The breach in the wall was created in 1898 by the Ottoman authorities in order to allow German emperor Wilhelm II to enter the city triumphally. The breach and the ramp leading to it now allow cars to access the Old City from the west.
The L-shape of the historical gateway was a classical defensive measure designed to slow oncoming attackers, with its outer gate oriented in the direction of Jaffa Road, from which travellers including pilgrims arrived at the end of their journey from the port of Jaffa.
Both the Jaffa Gate and Jaffa Road are named after the port of Jaffa, from which the Prophet Jonah embarked on his sea journey[2] and pilgrims debarked on their trip to the Holy City. Now the name Jaffa Road is only used for the city street going through the city of Jerusalem outside the historical Old City, while the multi-lane modern road further connecting it westwards with Tel Aviv-Yafo is part of Israel Highway 1.

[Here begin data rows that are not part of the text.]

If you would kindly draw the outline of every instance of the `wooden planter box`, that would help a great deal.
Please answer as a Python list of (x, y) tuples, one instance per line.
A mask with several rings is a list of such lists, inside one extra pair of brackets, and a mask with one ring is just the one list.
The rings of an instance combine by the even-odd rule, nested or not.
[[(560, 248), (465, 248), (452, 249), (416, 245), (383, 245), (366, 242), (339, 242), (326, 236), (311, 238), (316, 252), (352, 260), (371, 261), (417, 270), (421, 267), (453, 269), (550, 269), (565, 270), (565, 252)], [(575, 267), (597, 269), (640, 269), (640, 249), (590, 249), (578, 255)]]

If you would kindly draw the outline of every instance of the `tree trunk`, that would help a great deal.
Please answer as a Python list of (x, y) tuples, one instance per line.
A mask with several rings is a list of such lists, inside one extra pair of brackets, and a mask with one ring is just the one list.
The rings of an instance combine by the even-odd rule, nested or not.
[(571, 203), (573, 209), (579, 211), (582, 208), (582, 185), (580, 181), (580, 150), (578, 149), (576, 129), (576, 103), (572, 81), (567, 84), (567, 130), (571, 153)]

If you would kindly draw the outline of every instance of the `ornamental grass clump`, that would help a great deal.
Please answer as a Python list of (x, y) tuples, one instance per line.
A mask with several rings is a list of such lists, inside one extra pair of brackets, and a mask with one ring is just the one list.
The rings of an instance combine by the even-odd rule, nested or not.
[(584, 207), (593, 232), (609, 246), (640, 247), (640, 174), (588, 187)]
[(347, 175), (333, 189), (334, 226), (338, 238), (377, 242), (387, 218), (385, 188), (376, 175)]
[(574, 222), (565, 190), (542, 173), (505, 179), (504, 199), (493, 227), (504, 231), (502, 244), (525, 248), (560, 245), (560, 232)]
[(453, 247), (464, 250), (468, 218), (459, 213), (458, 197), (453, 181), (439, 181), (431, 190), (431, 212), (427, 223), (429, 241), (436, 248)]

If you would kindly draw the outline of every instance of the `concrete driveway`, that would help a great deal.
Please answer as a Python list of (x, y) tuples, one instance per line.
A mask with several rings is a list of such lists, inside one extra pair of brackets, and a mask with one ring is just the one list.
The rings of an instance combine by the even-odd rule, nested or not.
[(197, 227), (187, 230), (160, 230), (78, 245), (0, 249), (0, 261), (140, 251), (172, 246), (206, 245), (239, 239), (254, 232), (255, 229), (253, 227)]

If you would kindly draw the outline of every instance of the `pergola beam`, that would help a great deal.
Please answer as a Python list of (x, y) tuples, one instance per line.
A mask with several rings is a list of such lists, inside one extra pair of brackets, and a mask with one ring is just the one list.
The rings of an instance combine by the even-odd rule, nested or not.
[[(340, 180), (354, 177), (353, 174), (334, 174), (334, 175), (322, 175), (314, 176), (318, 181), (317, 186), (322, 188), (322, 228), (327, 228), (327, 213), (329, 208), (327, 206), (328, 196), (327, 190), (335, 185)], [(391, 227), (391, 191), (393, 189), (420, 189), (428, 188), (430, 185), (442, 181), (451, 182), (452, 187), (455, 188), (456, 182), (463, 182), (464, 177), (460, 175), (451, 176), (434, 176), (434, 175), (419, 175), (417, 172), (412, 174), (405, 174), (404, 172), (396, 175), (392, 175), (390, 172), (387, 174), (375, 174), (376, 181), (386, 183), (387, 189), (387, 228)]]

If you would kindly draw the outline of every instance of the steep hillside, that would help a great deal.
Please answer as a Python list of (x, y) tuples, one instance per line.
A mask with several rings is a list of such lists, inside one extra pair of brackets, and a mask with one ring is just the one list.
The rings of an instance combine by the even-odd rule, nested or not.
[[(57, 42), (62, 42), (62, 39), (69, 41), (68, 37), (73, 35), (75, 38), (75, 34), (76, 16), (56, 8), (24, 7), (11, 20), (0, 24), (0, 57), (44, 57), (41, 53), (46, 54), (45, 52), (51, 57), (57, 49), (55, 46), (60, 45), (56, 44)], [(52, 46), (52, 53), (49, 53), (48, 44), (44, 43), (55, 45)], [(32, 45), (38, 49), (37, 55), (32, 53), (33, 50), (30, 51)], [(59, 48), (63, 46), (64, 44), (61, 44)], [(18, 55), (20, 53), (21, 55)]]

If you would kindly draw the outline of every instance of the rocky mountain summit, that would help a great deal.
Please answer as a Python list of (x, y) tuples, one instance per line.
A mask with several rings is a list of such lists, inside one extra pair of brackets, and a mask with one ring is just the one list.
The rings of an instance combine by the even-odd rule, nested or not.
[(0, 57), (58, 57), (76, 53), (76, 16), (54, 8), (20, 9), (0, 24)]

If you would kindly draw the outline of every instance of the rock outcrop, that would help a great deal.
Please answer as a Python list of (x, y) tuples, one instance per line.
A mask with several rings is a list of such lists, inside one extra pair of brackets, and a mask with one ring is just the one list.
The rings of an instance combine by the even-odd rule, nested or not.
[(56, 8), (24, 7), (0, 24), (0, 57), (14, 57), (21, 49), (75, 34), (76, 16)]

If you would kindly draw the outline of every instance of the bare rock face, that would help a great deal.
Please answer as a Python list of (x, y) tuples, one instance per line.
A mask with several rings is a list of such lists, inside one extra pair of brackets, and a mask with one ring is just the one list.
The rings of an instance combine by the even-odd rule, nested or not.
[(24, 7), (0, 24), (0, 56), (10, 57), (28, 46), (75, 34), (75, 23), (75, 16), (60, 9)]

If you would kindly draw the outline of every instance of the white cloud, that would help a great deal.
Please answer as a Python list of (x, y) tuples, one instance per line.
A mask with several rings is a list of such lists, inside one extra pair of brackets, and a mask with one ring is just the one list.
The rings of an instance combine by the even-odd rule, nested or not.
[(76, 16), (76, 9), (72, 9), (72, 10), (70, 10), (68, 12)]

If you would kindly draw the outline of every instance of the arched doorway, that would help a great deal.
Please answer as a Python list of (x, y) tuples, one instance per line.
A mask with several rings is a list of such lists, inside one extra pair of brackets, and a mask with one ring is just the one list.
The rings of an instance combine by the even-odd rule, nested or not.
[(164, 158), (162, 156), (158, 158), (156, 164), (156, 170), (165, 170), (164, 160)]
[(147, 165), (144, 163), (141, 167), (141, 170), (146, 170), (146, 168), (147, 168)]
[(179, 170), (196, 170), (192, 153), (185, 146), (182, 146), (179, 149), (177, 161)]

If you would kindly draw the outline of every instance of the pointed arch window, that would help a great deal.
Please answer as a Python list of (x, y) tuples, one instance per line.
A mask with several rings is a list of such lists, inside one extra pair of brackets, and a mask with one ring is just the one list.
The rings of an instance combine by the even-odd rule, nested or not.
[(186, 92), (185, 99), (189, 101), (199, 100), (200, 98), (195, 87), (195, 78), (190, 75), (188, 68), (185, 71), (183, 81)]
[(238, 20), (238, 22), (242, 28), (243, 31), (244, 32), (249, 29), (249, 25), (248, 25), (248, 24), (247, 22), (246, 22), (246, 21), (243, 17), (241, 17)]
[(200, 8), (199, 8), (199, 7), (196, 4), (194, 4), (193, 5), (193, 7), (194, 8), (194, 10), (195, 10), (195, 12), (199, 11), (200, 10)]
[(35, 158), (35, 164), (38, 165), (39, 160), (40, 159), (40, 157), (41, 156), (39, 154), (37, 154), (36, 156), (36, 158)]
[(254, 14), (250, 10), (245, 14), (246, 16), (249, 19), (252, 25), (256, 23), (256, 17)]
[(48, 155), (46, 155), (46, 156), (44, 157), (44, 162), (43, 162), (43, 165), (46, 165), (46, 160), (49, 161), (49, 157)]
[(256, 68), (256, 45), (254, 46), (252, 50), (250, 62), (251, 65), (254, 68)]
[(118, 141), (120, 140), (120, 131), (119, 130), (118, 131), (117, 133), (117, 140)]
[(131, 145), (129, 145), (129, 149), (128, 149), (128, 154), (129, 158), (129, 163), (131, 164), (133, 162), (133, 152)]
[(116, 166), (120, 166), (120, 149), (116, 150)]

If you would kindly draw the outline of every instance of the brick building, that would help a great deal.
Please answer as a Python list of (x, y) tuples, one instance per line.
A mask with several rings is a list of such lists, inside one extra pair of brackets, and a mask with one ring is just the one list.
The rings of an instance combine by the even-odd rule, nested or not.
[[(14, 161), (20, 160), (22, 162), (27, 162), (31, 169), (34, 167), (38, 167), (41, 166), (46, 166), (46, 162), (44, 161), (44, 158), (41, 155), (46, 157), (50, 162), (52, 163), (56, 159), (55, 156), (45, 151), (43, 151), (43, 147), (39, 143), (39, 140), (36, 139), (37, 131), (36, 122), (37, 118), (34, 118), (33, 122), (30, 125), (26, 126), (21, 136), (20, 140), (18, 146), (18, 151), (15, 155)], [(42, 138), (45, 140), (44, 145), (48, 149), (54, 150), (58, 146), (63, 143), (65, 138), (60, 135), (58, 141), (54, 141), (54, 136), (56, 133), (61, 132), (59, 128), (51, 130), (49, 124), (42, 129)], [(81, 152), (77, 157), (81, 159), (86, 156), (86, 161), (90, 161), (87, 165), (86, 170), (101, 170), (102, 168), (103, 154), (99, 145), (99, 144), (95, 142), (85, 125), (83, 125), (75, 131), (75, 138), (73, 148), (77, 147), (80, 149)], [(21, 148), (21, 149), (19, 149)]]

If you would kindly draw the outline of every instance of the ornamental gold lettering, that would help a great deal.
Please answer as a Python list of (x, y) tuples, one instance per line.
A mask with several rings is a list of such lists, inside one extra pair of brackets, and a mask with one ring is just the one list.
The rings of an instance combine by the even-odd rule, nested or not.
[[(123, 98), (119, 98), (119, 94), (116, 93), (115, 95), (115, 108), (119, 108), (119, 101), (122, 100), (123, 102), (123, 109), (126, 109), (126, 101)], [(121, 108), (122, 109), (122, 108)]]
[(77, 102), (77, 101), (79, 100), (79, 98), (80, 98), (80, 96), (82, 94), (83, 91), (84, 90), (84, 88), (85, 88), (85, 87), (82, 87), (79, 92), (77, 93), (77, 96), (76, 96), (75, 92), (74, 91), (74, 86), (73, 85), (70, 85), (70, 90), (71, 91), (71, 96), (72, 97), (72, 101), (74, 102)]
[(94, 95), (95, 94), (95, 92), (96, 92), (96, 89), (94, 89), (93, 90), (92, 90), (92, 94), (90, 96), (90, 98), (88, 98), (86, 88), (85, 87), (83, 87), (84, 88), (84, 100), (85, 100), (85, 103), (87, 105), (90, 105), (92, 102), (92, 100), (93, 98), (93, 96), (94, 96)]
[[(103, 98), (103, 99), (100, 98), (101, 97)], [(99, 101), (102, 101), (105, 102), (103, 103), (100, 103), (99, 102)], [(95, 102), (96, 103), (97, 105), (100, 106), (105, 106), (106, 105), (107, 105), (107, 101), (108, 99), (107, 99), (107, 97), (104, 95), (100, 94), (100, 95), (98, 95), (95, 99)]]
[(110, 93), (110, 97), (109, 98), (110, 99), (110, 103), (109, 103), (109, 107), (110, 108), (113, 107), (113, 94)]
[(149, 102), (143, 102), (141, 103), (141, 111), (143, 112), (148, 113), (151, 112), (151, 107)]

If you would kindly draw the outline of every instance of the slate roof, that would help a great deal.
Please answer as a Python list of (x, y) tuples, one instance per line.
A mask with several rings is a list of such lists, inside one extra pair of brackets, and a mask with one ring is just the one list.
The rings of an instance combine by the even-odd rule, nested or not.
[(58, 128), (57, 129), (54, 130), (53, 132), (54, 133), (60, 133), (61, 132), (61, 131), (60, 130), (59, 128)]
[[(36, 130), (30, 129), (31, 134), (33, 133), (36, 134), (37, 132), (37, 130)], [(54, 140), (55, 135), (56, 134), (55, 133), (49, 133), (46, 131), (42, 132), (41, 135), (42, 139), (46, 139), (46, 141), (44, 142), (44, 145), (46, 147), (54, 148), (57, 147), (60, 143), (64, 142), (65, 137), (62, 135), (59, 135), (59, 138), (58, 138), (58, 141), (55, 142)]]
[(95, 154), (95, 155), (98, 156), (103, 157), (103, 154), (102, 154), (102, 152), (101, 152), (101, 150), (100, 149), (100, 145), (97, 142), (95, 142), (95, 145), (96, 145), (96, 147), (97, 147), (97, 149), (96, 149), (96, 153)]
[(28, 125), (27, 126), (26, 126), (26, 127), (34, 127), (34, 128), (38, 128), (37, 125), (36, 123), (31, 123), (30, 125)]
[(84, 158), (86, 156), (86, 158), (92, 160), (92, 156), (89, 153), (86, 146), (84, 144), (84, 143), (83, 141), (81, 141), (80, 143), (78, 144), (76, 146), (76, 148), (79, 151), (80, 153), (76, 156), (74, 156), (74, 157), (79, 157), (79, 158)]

The Arabic name for the gate, Bab el-Khalil, literally "Gate of the Friend", refers to Abraham, "the beloved of God". Since by tradition the burial site of Ibrahim/Abraham is in Hebron, whose Arabic name is el-Khalil, so the Arabic name for the Jaffa Gate translates as "Hebron Gate". The Hebrew name Hebron derives from the term חבר haver, “friend”.
In medieval times the Arabs called this gate Bab Mihrab Dawud, or "Gate of David's Chamber or Sanctuary", on the belief that the room atop the Herodian tower stump represented the "private chamber" or "prayer room" of Prophet Dawud, which is specifically mentioned in the Quran (Surah 38. Sad, Ayah 21[3]).[4] In Islam, King David is known as the Prophet Dawud.
The Crusaders, who rebuilt the citadel to the south of Jaffa Gate, also built a gate behind the present location of Jaffa Gate, calling it "David's Gate".
Like the stones used for the rest of the Old City walls, the stones of Jaffa Gate are large, hewn, sand-colored blocks.[5] The entryway stands about 20 feet (6.1 meters) high, and the wall rises another 20 feet above that.[6]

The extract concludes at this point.